The program has its roots in a similar online referral program that Snuggs started in 2012. That program, My Neighbor in Need, helps community members through item donations or volunteer chore work and requires participants to fill a need before submitting a second help request.
About a year later, in 2013, one of Snugg's friends, who happened to be a principal at a school with a lot of low-income students, said they would love to find a way to help more of their kids.
The group discussed helping these students through Snuggs’s My Neighbor in Need program, but they decided that wouldn’t work because the needs would have to be vetted by the students.
“Then someone said, ‘If you need to prove the need is real, why not do it through the teachers?’” Snuggs recalled. “I remember saying, ‘That just might work.’”
Now in his sixth year running My Student in Need, Snuggs says the groups has helped fill nearly 12,000 requests — 3,000 of which came this year alone.
During the first year of the program, Snuggs said people would sometimes show up to the school with the requested items, resulting in multiple donations of the same item.
Now, however, teachers typically help their students pick out what they need in stores or online after receiving a gift card donation.
“If students get to pick out their own items, they’ll hold onto them longer,” Snuggs said.
Dana Freshly, counselor at West Elementary in Great Falls, has been submitting requests since the program started.

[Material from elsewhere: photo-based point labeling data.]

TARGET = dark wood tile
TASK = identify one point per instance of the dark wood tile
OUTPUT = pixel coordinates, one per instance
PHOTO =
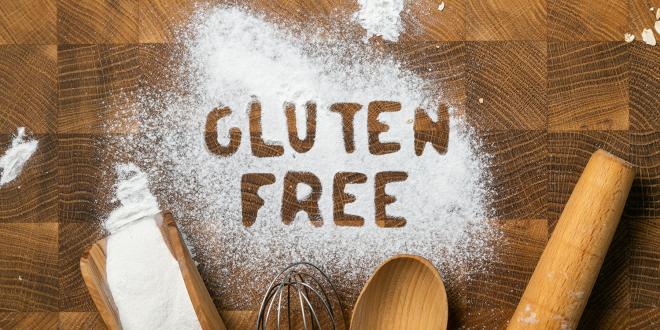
(422, 21)
(605, 319)
(507, 274)
(28, 260)
(519, 175)
(28, 22)
(32, 196)
(96, 83)
(28, 321)
(81, 320)
(587, 86)
(505, 20)
(441, 63)
(28, 88)
(74, 240)
(506, 85)
(569, 153)
(644, 200)
(89, 22)
(587, 20)
(645, 263)
(644, 87)
(644, 318)
(81, 176)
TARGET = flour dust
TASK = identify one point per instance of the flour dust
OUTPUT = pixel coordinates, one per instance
(230, 57)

She said before My Student in Need, teachers and staff used to buy items for students if they needed them.
“It’s a good benefit to students and schools who utilize it, and the program allows the community to get help to students who may not otherwise receive it,” Freshly said.

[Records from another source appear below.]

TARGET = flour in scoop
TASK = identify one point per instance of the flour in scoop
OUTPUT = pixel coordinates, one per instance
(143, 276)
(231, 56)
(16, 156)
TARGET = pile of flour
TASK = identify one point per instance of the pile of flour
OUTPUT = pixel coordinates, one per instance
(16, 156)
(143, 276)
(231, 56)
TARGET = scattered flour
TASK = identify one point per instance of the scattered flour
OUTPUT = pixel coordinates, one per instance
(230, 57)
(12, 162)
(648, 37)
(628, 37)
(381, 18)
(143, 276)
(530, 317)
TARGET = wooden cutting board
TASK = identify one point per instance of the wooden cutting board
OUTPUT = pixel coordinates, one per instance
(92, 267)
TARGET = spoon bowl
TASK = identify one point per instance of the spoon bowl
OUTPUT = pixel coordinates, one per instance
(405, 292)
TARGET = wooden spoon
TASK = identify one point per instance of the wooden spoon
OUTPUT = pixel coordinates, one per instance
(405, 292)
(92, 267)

At Freshly’s school, needs come and go.
And administrators for Butte and Anaconda said the same is true at their schools. But over the past year, they haven’t used the program as much as they had in the past.

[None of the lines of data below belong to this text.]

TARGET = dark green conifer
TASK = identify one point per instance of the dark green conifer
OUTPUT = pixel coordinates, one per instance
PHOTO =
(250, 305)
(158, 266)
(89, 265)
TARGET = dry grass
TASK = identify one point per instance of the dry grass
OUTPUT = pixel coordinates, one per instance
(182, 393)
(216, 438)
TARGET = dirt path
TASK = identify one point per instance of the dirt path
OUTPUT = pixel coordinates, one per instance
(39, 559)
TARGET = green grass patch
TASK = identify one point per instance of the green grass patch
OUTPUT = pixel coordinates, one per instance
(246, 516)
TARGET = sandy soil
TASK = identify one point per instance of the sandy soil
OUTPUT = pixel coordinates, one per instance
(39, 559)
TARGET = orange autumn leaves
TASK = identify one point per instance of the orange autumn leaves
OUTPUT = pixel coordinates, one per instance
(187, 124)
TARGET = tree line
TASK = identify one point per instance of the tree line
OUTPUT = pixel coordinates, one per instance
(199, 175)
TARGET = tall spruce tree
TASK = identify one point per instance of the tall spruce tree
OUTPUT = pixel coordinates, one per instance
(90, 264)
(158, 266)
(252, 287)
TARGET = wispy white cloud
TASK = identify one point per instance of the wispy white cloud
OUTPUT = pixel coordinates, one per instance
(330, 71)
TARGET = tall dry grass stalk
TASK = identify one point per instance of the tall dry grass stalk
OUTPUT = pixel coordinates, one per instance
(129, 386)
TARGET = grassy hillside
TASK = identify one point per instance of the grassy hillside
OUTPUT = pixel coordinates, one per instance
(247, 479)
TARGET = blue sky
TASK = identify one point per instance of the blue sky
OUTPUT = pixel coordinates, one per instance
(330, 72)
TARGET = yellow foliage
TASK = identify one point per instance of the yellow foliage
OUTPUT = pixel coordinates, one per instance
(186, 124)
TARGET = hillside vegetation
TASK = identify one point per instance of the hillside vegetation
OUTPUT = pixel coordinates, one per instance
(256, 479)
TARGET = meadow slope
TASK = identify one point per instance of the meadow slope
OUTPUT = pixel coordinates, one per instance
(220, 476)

Jim O’Neill said he’s used the program for Butte students maybe two or three times after he learned about it at a presentation a few years ago.
“I think it’s a good program, but it’s definitely under-utilized in Butte,” O’Neill said.
However, O’Neill said some Butte teachers have relied heavily on the program over the years. One of those teachers is Louisa Tierney, the specialized programs coordinator at East Middle School.
Tierney said she’s submitted about a dozen requests over the past four years, and every one was filled in less than 48 hours.
“It’s important people understand that this program doesn’t give handouts, it gives hand-ups,” Tierney said. “I’ve referred many of my teacher friends, and they’ve all been just as successful.”
Mary Wood, junior high counselor at Anaconda Junior/Senior High School, said she used the program to help students when she worked at Fred Moodry Intermediate. Other Anaconda elementary teachers have utilized it too, but at the high school, teachers aren’t as familiar with the program.
“I think it’s a really positive thing," Wood said. "The students I worked with were tickled."
Over the years, Snuggs said Butte and Anaconda have made up about 20 percent of the needs the program receives. This year, they haven’t received as many requests from the area, but Snuggs said that may be because the weather hasn’t gotten as cold as it's likely to get.
In any case, Snuggs is willing to work with whatever schools want to be a part of the My Student in Need program, because he knows it makes a difference.
“Students might be going through a tough time. When they receive a donation, they feel like someone cares, like they are worthy,” Snuggs said. “Random acts of kindness go a long way in this world.”